A federal government shutdown was looming larger Monday as Senate Democrats vowed to block a sprawling spending package that includes new funding for President Trump’s controversial immigration crackdown.
Democratic senators say they will not allow passage of one of six funding bills that bankrolls the Department of Homeland Security, which oversees Immigration and Customs Enforcement and Customs and Border Patrol agents, without significant concessions about the crackdown from the White House.
“Senate Democrats are united in rejecting this DHS spending bill,” Sen. Chuck Schumer (D-New York), the minority leader, tweeted.
Schumer insisted the White House and congressional Republicans negotiate major reforms to the mass deportation campaign, including demands that agents stop wearing face masks, respect peaceful protests and allow independent investigations of the recent killings of two U.S. citizens who were shot and killed by agents in Minneapolis.
“We should not be passing any money to DHS harassment and execution of American citizens by ICE,” Rep. Greg Meeks (D-Queens) said Monday. “We should not stand for it.”
Moderate Rep. Tom Suozzi (D-Long Island) took the extraordinary step of apologizing for his vote in favor of the DHS spending bill just last Thursday, saying he “failed.”
“I have long been critical of the unlawful behavior of ICE and I must do a better job of demonstrating that,” Suozzi said Monday in a statement.
Rep. Laura Gillen (D-Long Island), another moderate, has so far not walked back her own vote to fund DHS, although she did call for the impeachment of DHS Secretary Kristi Noem after the killing of protester Alex Pretti on Saturday.
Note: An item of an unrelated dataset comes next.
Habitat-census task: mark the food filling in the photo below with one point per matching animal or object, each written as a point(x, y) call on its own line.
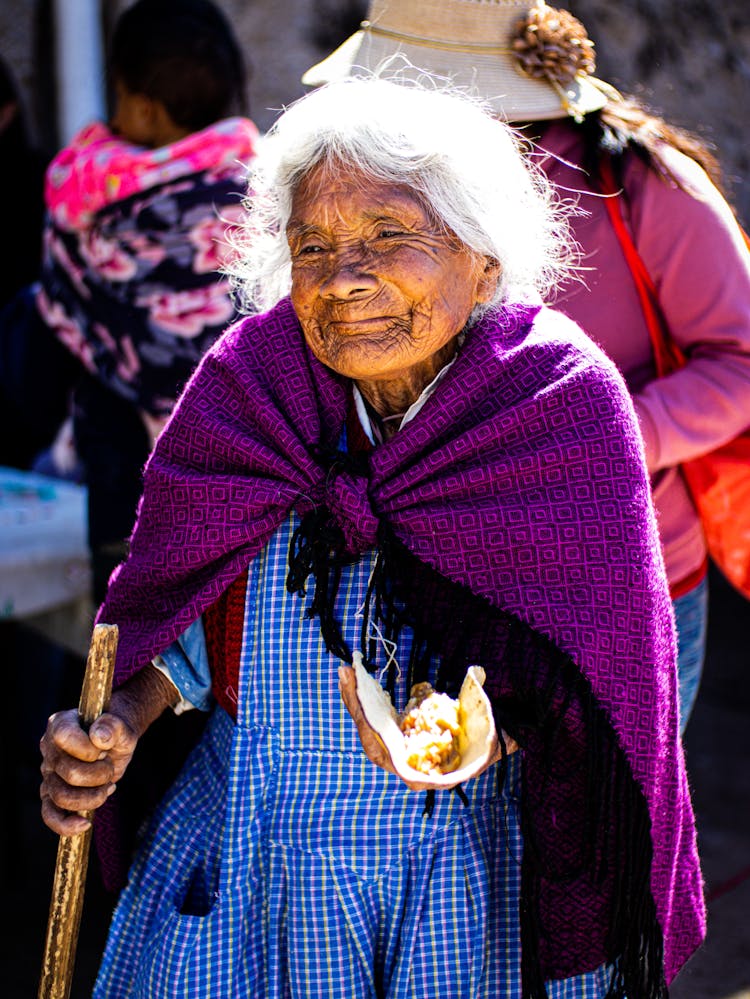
point(431, 725)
Schumer called for Republicans to allow passage of other bills funding the departments of Defense, Labor, Health and Human Services, Education, State, Transportation, while setting aside the DHS bill for further negotiations. Such a deal would likely avert a shutdown as many Democrats are ready to support the other bills.
GOP leaders so far are refusing to allow separate consideration of the DHS bill that Democrats object to.
The spending bills are required to keep the government open past Jan. 31.
The House narrowly passed the entire spending package, including the DHS spending bill, last week along a mostly party line vote. Just seven Democrats, including Suozzi and Gillen, joined Republicans.
Republicans need 60 votes to pass them in the Senate, which would require support from at least seven Democrats.
Several moderate Democrats broke ranks with their colleagues to pass a stopgap spending bill and end a government shutdown late last year. Most Capitol Hill insiders thought they would take a similar stance now.
But the escalating immigration crackdown in Minneapolis, especially the killing of protester Alex Pretti over the weekend, has turned the political tide.
A string of moderate Democrats have said they can no longer support bankrolling DHS without significant concessions, even if it means risking a shutdown.
The only Democratic senator who seems likely to support the bill is maverick moderate Sen. John Fetterman (D-Pennsylvania), who has backed several Trump policies since the president returned to the White House last year.